For example, the proposed Cross-Asset Tier 2 would provide an
opportunity for Members who have an ADAV in Market Maker orders of at
least 0.20% of average OCV, but less than the more stringent 0.45% of
average OCV (the requirement under current Tier 3), to receive a higher
rebate than they may currently receive but equal or slightly lower than
the rebate they would receive for reaching the more stringent criteria
under current Tiers 3 through 4, if they also meet the threshold
requirements based on BZX Equities participation. Similarly, for Market
Makers that participate on both BZX Options and Equities, and do not
currently meet the 0.35% ADAV threshold under current Tier 2, but can
or do meet the proposed equities thresholds, the proposed tier may
incentivize those participants to grow their options volume in order to
receive enhanced rebates. Increased liquidity benefits all investors by
deepening the Exchange's liquidity pool, offering additional
flexibility for all investors to enjoy cost savings, supporting the
quality of price discovery, promoting market transparency and improving
investor protection. The Exchange also believes that proposed enhanced
rebate is reasonable based on the difficulty of satisfying the tier's
criteria and ensures the proposed rebate and thresholds appropriately
reflect the incremental difficulty to achieve the existing MM Penny Add
Tiers.
The proposed enhanced rebate amounts also do not represent a
significant departure from the enhanced rebates currently offered under
the Exchange's existing MM Penny Add Tiers. Indeed, the proposed
enhanced rebate amount under the proposed Cross-Asset Add Tier 2
($0.39) is incrementally higher than current Tiers 1 and 2 ($0.31 and
$0.38, respectively), which the Exchange believes offer slightly less
stringent criteria than the proposed Cross-Asset Add Tier 2, but is
incrementally lower than the rebate offered under existing Tier 4
($0.43), which the Exchange believes is more stringent than the
proposed criteria under the proposed Cross-Asset Tier 2. Similarly, the
proposed enhanced rebate amount under the proposed Cross-Asset Tier 2
($0.39) is the same as current Tier 3 ($0.39), which the Exchange
believes reflects a similar level of difficulty but using alternative
types of criteria. Finally, the proposed enhanced rebate amount under
the proposed Cross-Asset Tier 2 ($0.39) is incrementally higher than
the rebate offered under existing Cross-Asset Add Tier 1, which the
Exchange believes is less stringent than the proposed criteria than the
proposed Cross-Asset Add Tier 2. The Exchange also notes that the
proposed rebates remain within the range of the enhanced rebates
offered under the current MM Penny Add Tiers (i.e., $0.31-$0.43).

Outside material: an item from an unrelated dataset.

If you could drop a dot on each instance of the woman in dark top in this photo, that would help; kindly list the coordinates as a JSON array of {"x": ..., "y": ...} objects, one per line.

Further, the Exchange believes that the amended criteria for Market
Maker Cross-Asset Tier 1 is a reasonable, as such changes are designed
to encourage Members to increase their liquidity on the Exchange and
also their participation on BZX Equities to continue to achieve the
rebate offered under Market Maker Cross-Asset Tier 1. The Exchange
notes that increased Market Maker activity (including LMMs),
particularly, facilitates tighter spreads and an increase in overall
liquidity provider activity, both of which signal additional
corresponding increase in order flow from other market participants,
contributing towards a robust, well-balanced market ecosystem. Indeed,
increased overall order flow benefits investors across both the
Exchange's options and equities platforms by continuing to deepen the
Exchange's liquidity pool, potentially providing even greater execution
incentives and opportunities, offering additional flexibility for all
investors to enjoy cost savings, supporting the quality of price
discovery, promoting market transparency and improving investor
protection.
The Exchange believes that the proposal represents an equitable
allocation of fees and is not unfairly discriminatory because it
applies uniformly to all Market Makers. Additionally, a number of
Market Makers have a reasonable opportunity to satisfy the criteria of
the proposed Cross-Asset Add Tier 2, which the Exchange believes is
less stringent than the existing MM Penny Add Tiers 3 and 4, and the
criteria of Cross-Asset Add Tier 1, as amended, which the Exchange
believes is less stringent than MM Penny Add Tier 1. While the Exchange
has no way of knowing whether this proposed rule change would
definitively result in any particular Market Maker qualifying for the
proposed tiers, the Exchange anticipates that approximately one Market
Maker will be able to compete for and achieve the proposed criteria of
Cross-Asset Add Tier 1 and approximately one Market Maker will be able
to compete for and achieve the proposed criteria of the proposed Cross-
Asset Add Tier 2; however, the proposed tiers are open to any Market
Maker that satisfies the applicable tiers' criteria. The Exchange
believes the proposed tiers could provide an incentive for other
Members to submit additional liquidity on BZX Options and Equities to
qualify for the proposed enhanced rebates. To the extent a Member
participates on the Exchange but not on BZX Equities, the Exchange does
believe that the proposal
[[Page 80352]]
is still reasonable, equitably allocated and non-discriminatory with
respect to such Member based on the overall benefit to the Exchange
resulting from the success of BZX Equities. Particularly, the Exchange
believes such success allows the Exchange to continue to provide and
potentially expand its existing incentive programs to the benefit of
all participants on the Exchange, whether they participate on BZX
Equities or not. The proposed pricing program is also fair and
equitable in that membership in BZX Equities is available to all market
participants, which would provide them with access to the benefits on
BZX Equities provided by the proposed change, even where a member of
BZX Equities is not necessarily eligible for the proposed enhanced
rebates on the Exchange.
The Exchange also notes that it does not believe the proposed tier
will adversely impact any Member's pricing or ability to qualify for
other tiers. Rather, should a Member not meet the proposed criteria,
the Member will merely not receive the proposed enhanced rebate, and
has four alternative choices to aim to achieve under the MM Penny Add
Tiers. Furthermore, the proposed enhanced rebate would apply to all
Members that meet the required criteria under proposed tier.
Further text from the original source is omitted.